Wednesday, February 4, 2015

1950's slang

So, as an avid reader of my blog, which I just know you are, you should remember my post on Victorian-Era slang. It was a great post- one of my favorites, actually. So I decided I want to do one again, because it was a lot of fun. Fun fact: Slang is actually a slang word. It's simply short for Shortened Language. It's a autonym. So here, have some 1950's slang.

I bet you're wondering, how does a flutter bum like me get to be so hep? Well, I'll clue you. Around round up time of 2013, I wasn't very cranked to go to the corral. I had a lot of moldies who gave me a crazy lot of mush. So I thought "Hey, this place is such a Nowheresville." So my reds and I, who were quite radioactive, all shucked, sluffed, and shot down. Now I'm just some fream, circled with a couple ankle-biters. It's a good thing that I lit up the tilt sign when I told you this.

Well, that didn't make much sense, now did it... Here, let me help:

I bet you're wondering, how does a handsome young man like me get to be so awesome ? Well, I'll tell you about it. Around the end of Summer Vacation of 2013, I wasn't very excited to go to the schoolyardI had a lot of bad teachers who gave me a buttload of homework. So I thought "Hey, this place is such a Lame place to be." So my Communists and I, who were quite popular, all lied, cheated, skipped classes, and failed.
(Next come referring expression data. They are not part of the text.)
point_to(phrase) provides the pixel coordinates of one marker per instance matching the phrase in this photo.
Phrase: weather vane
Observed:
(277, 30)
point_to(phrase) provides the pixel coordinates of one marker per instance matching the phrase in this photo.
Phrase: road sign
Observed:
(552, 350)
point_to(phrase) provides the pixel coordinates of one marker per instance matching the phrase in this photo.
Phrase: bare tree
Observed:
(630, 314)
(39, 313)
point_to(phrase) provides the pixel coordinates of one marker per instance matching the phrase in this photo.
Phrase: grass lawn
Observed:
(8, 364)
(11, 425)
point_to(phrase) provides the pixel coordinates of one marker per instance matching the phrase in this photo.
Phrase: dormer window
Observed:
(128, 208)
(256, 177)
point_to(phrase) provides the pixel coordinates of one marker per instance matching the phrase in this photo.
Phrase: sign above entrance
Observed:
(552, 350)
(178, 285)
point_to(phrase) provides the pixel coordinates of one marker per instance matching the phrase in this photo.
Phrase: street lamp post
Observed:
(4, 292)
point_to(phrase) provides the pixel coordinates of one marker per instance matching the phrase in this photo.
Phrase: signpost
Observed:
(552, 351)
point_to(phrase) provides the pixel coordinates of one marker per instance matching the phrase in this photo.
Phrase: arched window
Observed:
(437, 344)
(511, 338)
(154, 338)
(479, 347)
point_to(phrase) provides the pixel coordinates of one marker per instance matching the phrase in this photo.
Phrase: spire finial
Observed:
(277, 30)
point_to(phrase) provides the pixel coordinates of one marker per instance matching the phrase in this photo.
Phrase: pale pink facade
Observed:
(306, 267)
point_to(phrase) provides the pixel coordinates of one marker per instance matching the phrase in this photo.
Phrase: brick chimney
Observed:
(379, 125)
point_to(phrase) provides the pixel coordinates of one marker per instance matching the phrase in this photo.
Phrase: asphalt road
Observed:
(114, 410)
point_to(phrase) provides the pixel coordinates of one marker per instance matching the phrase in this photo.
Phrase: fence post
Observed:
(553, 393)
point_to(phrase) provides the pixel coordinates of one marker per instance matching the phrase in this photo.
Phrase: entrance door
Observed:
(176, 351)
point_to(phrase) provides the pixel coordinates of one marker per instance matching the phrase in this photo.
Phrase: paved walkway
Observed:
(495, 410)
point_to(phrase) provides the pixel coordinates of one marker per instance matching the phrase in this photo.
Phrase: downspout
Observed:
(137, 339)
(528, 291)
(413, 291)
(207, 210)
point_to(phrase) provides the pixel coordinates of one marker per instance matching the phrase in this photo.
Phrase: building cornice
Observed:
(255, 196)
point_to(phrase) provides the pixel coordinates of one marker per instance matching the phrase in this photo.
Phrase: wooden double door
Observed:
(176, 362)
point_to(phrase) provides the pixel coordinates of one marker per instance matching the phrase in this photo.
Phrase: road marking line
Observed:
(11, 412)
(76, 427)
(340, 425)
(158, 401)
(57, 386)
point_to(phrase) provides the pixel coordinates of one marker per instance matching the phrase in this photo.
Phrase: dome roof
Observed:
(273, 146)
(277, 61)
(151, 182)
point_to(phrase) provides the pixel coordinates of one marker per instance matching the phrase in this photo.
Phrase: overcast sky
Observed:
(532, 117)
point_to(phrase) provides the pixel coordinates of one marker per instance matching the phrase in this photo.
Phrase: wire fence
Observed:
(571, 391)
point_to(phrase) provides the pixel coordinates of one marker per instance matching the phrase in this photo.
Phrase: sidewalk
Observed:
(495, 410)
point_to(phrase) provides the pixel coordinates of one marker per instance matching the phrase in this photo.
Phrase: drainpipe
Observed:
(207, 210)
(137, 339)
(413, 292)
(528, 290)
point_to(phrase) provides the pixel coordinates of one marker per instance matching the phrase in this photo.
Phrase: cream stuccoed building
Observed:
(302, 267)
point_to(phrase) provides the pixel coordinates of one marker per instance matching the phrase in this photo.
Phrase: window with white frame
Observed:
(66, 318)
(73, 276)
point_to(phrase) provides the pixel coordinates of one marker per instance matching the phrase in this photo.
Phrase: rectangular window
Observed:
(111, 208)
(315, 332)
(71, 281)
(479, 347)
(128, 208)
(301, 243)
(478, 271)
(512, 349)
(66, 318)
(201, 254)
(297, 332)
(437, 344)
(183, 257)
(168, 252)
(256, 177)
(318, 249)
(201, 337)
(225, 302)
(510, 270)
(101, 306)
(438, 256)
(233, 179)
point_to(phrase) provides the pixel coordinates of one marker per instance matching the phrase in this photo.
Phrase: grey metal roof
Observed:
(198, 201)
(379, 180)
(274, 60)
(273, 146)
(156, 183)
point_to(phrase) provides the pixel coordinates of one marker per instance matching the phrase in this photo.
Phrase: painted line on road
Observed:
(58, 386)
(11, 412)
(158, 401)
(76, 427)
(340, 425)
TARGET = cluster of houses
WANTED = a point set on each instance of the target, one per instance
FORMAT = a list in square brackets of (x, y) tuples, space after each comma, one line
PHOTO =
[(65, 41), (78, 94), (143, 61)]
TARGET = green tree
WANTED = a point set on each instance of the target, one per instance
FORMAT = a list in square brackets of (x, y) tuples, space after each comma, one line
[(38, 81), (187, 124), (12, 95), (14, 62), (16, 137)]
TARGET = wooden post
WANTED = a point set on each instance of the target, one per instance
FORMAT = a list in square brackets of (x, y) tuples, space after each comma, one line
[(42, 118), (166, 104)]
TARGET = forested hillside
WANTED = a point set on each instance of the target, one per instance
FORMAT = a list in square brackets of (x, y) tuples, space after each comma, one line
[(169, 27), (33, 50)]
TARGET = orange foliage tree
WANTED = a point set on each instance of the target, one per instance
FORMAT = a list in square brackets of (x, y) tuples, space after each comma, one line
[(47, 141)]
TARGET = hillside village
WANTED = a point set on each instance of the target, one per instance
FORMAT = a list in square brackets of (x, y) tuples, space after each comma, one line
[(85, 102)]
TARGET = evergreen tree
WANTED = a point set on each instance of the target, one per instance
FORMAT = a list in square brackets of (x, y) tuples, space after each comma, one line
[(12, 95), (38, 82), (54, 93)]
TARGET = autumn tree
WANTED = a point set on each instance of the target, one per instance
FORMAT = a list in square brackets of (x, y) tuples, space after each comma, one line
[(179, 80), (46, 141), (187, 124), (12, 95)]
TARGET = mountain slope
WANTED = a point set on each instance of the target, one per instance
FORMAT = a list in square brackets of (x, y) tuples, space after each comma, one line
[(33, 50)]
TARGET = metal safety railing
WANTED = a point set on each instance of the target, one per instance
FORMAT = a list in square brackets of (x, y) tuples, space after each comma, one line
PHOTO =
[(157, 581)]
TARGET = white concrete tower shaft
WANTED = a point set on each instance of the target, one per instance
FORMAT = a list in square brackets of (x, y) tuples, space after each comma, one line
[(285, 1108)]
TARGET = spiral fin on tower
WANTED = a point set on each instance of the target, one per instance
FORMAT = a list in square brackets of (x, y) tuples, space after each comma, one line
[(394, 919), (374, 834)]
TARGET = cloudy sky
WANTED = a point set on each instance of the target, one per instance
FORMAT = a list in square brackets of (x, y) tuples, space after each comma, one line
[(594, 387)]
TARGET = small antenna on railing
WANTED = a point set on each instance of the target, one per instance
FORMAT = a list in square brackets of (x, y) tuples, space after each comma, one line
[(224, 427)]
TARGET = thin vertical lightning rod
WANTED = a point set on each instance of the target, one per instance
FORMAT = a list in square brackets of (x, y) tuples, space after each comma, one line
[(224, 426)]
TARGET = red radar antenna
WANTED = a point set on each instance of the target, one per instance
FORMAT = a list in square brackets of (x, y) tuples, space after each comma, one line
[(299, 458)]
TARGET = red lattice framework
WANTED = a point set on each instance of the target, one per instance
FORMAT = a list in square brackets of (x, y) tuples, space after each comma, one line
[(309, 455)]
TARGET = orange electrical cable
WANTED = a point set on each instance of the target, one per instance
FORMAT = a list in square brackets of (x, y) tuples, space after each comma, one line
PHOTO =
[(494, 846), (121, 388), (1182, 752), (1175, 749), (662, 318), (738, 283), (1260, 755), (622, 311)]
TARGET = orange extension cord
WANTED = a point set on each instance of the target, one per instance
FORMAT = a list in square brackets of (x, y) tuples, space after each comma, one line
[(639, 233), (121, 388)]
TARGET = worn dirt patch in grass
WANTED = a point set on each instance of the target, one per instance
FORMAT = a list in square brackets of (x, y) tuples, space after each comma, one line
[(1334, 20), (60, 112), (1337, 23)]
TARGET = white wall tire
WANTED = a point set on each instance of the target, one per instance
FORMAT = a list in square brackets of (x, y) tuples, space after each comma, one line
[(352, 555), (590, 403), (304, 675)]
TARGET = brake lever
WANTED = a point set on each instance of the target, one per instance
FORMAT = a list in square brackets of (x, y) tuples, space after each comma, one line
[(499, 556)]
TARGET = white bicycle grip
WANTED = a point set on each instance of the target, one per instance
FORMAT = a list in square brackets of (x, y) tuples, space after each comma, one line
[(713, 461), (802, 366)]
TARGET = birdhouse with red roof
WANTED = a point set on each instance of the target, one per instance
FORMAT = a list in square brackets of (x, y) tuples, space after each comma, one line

Now I'm just some guy that doesn't fit inmarried with a couple children. It's a good thing that I made this all up when I told you this.

Wait, but there's more, okay? Just some great phrases that we should bring back:
Apple-Butter - someone who is a smooth-talker
Clyde: A regular guy
Sophie: Another boy's girlfriend
What's Buzzin', cuzzin?: What's new? / What's up?
What's your tale, Nightingale?  What's your story? What's the matter?
Come on, Snake! Let's Rattle!  May I dance with you, miss?
and, my favorite: Another way to say Make like a tree and Leave:
Put an egg in your shoe and beat it!

One thing that I've noticed from this reading is that we still use so many of their slang, even on a regular basis. I mean, Dr. Seuss coined the word nerd in the 50's, and I call people nerds all day, every day. Spaz, a tight group of friends. punks, "No sweat!", even to Make Out-- all of these phrases come from the 1950's!

Anyway, if you disregard the war, the blatant sexism, the blatant racism, the discrimination, Jim Crow laws still in effect, Polio, Domestic Violence, Joe McCarthy, Civil Rights-- Ah, hell. It was all pretty bad. EXCEPT FOR THE SLANG. THAT WAS REALLY COOL!